Sans doute est-il difficile d’obtenir l’adhésion du spectateur face à une héroïne qui bâtit sa vie sur une série de refus (du pardon, de l’oubli, de l’amour de ses enfants par peur qu’ils ne lui rendent pas...) : les écorchés vifs font le vide et le film se construit ainsi à partir de renoncements, d’évacuations, de manques. Rentrer vraiment dans le film ne se ferait pas sans souffrance, d’où la tentation de rester à l’extérieur, d’autant plus forte que Paul Vecchiali ne force guère la main. Il casse l’émotion en soulignant les références cinéphiliques, met la distance de ses contre-plongées appuyées entre l’interprète et son personnage et, surtout, fait de Toulon un inquiétant désert d’où ne surgissent que des ombres.


 


 

La chaleur du scénario se fige dans le hiératisme pudique d’une mise en scène appliquée, porteuse de sens plus que de sensations, comme si le cinéaste avait voulu mettre un peu de glace sur tout ce feu pour créer une œuvre inconfortable, qui résiste même à son propre regard. On sait que le cinéma français dispose rarement des moyens nécessaires à un filmage au premier degré. Ici encore, l’anecdote est réfléchie par tout un dispositif qui fait de pauvreté vertu en déplaçant l’objet de la narration du sujet au récit lui-même, de l’événement à sa morale. La gêne qu’installe alors un tel glissement constitue une part non négligeable du charme acide que dégage - presque malgré lui ? - ce faux mélo rétro. Décidément, la nostalgie n’est plus ce qu’elle était.

René Prédal
Jeune Cinéma n°155, décembre 1983

1. Une chambre en ville de Jacques Demy (1982), 21 286 entrées la 1ère semaine à Paris. L’As des as de Gérard Oury (1982), 463 028 entrées la 1ère semaine à Paris, un record à l’époque.

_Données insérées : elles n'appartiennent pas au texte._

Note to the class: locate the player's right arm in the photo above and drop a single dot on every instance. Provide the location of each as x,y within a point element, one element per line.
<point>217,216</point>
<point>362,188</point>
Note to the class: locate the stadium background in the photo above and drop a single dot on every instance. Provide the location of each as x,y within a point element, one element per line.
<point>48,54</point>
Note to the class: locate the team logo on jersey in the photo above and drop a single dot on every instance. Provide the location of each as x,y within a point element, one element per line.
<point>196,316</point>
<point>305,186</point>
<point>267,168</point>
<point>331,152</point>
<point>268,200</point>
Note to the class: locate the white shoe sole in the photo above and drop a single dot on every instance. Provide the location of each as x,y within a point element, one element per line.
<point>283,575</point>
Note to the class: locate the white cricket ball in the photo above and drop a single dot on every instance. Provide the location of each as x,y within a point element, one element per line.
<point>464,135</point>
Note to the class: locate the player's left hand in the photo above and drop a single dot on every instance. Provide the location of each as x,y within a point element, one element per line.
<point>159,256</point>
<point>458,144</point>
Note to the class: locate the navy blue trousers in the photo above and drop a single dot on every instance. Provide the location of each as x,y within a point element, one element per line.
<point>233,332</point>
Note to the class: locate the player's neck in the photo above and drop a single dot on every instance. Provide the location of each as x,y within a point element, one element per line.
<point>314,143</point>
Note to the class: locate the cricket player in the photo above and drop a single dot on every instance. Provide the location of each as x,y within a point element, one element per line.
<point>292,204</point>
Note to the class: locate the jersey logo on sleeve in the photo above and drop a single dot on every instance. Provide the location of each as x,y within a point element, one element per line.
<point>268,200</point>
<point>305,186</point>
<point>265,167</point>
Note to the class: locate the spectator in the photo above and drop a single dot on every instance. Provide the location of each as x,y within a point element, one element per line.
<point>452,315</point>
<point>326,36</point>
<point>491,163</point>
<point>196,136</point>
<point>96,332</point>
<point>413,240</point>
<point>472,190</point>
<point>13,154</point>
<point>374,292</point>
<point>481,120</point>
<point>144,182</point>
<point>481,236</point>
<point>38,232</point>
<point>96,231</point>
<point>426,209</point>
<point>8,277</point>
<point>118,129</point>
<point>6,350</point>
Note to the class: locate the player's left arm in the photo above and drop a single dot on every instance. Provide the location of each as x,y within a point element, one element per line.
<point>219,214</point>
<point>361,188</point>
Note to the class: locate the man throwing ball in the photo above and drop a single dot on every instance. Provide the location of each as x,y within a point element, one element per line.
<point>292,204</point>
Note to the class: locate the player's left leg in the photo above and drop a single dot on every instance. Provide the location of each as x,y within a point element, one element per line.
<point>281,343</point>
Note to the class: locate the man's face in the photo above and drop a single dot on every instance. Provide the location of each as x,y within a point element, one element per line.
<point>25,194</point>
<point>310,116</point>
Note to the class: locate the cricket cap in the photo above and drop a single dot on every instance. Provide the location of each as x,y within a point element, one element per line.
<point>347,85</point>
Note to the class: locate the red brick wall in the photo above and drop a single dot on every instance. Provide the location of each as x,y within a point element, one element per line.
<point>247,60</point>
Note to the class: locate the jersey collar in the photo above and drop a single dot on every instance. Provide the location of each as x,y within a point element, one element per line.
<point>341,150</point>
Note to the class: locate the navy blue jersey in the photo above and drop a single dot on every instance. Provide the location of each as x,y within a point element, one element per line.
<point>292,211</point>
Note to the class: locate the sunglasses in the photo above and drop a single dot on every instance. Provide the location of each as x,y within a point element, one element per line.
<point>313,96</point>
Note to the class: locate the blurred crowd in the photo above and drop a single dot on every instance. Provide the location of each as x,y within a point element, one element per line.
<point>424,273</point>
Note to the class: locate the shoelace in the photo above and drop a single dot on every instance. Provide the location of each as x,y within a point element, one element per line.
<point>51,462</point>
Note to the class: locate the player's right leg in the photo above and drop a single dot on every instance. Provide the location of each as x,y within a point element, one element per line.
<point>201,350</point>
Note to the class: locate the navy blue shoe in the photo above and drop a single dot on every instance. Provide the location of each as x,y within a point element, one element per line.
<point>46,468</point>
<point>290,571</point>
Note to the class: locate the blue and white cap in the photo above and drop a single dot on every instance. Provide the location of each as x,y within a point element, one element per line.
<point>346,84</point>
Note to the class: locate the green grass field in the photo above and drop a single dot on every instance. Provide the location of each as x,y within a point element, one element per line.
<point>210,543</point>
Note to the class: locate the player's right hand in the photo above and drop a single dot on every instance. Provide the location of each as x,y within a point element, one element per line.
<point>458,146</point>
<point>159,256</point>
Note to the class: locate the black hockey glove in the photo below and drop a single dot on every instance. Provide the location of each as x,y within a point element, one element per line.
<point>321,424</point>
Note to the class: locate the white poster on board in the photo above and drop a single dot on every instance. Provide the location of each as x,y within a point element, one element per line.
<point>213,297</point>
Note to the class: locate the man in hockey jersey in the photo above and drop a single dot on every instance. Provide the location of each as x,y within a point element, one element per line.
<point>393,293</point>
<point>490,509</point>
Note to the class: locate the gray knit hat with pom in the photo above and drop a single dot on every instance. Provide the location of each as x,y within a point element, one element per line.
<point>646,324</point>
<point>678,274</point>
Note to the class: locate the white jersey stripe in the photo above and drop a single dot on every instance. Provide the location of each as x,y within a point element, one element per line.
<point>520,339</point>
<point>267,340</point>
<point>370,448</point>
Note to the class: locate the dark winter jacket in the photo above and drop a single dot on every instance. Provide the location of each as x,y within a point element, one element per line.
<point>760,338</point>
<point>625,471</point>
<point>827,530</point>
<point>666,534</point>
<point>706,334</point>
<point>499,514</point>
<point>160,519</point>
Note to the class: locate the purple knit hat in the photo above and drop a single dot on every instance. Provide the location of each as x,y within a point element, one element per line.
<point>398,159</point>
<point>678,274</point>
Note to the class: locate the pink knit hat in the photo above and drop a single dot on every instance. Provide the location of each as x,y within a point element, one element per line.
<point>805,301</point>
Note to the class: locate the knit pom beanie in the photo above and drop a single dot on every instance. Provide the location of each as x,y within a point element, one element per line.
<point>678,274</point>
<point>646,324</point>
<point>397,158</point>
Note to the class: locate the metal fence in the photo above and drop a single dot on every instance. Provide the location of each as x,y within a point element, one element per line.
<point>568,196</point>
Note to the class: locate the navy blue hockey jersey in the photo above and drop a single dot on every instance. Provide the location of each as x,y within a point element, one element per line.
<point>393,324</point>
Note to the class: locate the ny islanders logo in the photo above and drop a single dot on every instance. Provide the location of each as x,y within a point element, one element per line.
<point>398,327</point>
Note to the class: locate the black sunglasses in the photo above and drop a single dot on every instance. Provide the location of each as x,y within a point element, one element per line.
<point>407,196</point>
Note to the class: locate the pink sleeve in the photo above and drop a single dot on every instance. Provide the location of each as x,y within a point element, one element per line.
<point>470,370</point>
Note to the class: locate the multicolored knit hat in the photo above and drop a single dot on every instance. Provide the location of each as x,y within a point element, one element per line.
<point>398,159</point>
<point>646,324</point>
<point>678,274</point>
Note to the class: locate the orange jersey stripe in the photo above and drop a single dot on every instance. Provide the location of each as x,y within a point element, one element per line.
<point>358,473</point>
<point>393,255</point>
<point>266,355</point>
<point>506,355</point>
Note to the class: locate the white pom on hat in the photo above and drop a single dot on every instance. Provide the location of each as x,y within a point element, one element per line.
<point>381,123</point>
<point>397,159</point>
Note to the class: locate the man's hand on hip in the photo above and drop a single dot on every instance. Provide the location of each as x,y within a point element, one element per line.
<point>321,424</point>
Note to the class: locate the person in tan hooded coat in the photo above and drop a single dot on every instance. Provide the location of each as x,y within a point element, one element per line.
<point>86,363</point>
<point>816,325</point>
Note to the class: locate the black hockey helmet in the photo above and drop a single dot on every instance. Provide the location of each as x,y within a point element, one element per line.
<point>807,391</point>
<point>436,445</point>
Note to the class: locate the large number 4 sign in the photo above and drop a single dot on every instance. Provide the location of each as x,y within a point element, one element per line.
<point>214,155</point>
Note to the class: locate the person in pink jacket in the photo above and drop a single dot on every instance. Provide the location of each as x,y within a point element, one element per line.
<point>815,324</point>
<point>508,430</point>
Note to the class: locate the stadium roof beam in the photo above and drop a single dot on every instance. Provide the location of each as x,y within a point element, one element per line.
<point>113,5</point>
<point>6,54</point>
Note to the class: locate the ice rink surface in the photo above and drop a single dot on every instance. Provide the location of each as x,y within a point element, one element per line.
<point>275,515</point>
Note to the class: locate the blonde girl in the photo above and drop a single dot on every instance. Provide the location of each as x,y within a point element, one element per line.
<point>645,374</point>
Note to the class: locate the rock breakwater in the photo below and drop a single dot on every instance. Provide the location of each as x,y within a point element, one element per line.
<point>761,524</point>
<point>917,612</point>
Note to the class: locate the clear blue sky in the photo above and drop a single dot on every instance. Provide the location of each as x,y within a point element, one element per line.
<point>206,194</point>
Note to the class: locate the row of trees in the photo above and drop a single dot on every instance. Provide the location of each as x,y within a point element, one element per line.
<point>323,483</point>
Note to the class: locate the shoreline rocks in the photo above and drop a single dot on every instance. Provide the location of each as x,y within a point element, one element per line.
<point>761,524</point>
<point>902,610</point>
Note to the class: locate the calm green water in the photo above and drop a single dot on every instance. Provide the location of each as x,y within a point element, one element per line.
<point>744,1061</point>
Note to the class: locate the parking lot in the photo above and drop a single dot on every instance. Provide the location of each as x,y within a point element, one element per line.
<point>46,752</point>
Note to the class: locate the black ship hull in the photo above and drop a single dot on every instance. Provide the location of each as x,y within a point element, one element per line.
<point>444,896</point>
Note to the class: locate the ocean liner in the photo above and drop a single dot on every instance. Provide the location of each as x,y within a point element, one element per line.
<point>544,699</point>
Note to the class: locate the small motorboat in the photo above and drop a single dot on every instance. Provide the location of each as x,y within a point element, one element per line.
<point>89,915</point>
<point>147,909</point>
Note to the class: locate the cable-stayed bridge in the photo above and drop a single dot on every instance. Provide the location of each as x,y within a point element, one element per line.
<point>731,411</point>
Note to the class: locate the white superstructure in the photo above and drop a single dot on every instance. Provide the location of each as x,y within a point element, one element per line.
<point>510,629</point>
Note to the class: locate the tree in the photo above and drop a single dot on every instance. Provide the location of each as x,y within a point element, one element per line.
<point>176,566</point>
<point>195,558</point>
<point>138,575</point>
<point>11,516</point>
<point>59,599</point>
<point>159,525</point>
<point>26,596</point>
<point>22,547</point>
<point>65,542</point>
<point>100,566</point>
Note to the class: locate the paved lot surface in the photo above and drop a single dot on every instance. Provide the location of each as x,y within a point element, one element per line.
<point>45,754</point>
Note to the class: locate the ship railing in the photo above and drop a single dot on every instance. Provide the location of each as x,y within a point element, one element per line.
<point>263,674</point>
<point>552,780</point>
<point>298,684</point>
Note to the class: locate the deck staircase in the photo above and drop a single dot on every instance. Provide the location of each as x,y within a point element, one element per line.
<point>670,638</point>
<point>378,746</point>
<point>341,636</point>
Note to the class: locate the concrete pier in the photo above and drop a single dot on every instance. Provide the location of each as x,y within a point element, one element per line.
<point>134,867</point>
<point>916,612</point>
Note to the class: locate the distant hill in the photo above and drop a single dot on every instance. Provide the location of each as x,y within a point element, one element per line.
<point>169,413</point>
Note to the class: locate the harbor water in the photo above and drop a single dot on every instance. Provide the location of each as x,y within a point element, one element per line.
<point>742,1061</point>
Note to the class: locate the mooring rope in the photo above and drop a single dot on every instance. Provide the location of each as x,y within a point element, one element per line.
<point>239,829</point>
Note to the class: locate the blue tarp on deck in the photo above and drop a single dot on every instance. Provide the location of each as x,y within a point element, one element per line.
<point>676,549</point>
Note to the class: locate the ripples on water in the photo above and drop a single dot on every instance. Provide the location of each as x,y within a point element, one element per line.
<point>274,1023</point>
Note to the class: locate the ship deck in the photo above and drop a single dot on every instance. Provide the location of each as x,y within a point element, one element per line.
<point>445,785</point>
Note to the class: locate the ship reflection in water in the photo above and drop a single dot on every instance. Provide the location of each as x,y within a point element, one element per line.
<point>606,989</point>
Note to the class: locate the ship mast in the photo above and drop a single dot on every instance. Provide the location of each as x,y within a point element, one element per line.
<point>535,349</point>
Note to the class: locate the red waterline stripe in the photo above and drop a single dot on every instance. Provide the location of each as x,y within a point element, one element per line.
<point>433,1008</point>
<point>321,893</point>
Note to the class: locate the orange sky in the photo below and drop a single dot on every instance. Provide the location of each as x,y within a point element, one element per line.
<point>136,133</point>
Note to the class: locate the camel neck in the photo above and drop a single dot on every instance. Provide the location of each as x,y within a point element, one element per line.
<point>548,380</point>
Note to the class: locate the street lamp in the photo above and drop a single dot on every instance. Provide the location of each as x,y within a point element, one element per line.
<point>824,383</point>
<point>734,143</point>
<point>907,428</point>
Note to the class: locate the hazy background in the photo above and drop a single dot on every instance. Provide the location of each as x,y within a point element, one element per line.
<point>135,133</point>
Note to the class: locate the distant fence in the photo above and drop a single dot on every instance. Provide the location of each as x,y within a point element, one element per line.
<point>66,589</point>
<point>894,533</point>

En haut des marches. Réal : Paul Vecchiali ; sc : P.V., Michel Delahaye, Cécile Clairval & Françoise Lebrun ; ph : Georges Strouvé ; mont : P.V., Franck Mathieu & Charles Tible ; mu : Roland Vincent ; déc : Bénédict Beaugé ; cost : Nathalie Cercuel. Int : Danielle Darrieux, Hélène Surgère, Françoise Lebrun, Micheline Presle, Nicolas Silberg, Sonia Saviange, Denise Farchy, Max Naldini, Gisèle Pascal, Michel Delahaye, Myriam Mézières, Jean-Claude Guiguet, Bénédict Beaugé, Jean-Christophe Bouvet, Paulette Bouvet, Christian Cloarec, Danielle Gain, Christine Laurent, Eva Simonet, Michel Raskine (France, 1983, 92 mn).